A Catholic Priest’s Observations on Islam—in 1851

He had some frank remarks about the treatment of Muslim women.

Michael De Sapio | February 8, 2017

He had some frank remarks about the treatment of Muslim women.

Rummaging through some antique books recently, I came across a volume of church history from 1851, originally written in German by a Catholic priest, Dr. Giovanni Alzog, and translated into Italian. The volume, translated Universal History the Christian Church, covers the period from 400 until just before the Protestant Reformation. Naturally, the author had occasion to discuss the rise of Islam and its impact on both the church and the world.

Alzog is a writer who lived long before modern “political correctness” and whose only obligation is toward historical truth as he sees it. Even though he is highly critical of Islam, his analysis is thoughtful and reasoned; one senses he is motivated by scholarship, not bigotry.  Alzog had some frank remarks about Islam in general, but particularly its treatment of women (the translation is mine):

“[In Islam,] chastity in women consists in conjugal fidelity and in avoiding that which could  incite the husband's jealousy.  Chastity in men consists in not dealing with wives or slaves that do not belong to him.  Four wives are permitted beyond slaves....In general, in everything which pertains to women, Islam is at a lower level of degradation than paganism; on the other hand, wine and alcoholic drinks are prohibited.”

From these and other considerations he draws some conclusions about the general moral character of Islam, which he sees as rooted in the Koran itself:

“In moral relations, the Koran obliges only external practices, giving little thought to internal dispositions and true justification.”

He says that Islam exhibits an “exclusive and restricted unity” when it comes to faith and thought but is more lenient when it comes to behavior, in contrast with Christianity, which “demands a severe and moral conduct.” He claims that this derives from the character of Mohammed himself, in whom “the element of sensuality...predominated over his opinions and strangely darkened them.” He also sees the Islamic tendency toward a “despotic and absolutist” form of rule as a natural consequence of the Islamic belief in the “absolute decrees of God.”

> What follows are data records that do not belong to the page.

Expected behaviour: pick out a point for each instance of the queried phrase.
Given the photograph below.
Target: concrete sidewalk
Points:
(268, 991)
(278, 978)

Finally, the author tries to interpret the historical meaning of Islam in a providential light from a Christian perspective:

“Without a doubt this false religion, like all other great events permitted by the mysterious designs of Providence, was bound to have its particular influence, its special mission toward humanity....Islam...could be considered as a remedy, that is, a lesser evil opposed to a greater evil.  It was akin to a spiritual quarantine that preserved other peoples from contact with a fatal corruption and permitted them to await better times....Muslims as a people of the law were an instrument in the hands of the Lord to castigate the emancipated and free nations, to prevent their degradation, awaken them from their lethargy and revitalize their paralyzed strength.”

Today we live in an era of pervasive relativism in which people generally avoid talking about doctrinal differences between religions.  We would find it hard to make the sorts of unhampered statements about Islam that this author does; it would be too controversial.  But does what he say hold up in court? Does he get Islam right, or do his Christian presuppositions blind him to Islam's good points? What might an Islamic scholar say to him in reply? And what of his Christian explanation for Islam's historic role: is it tenable today?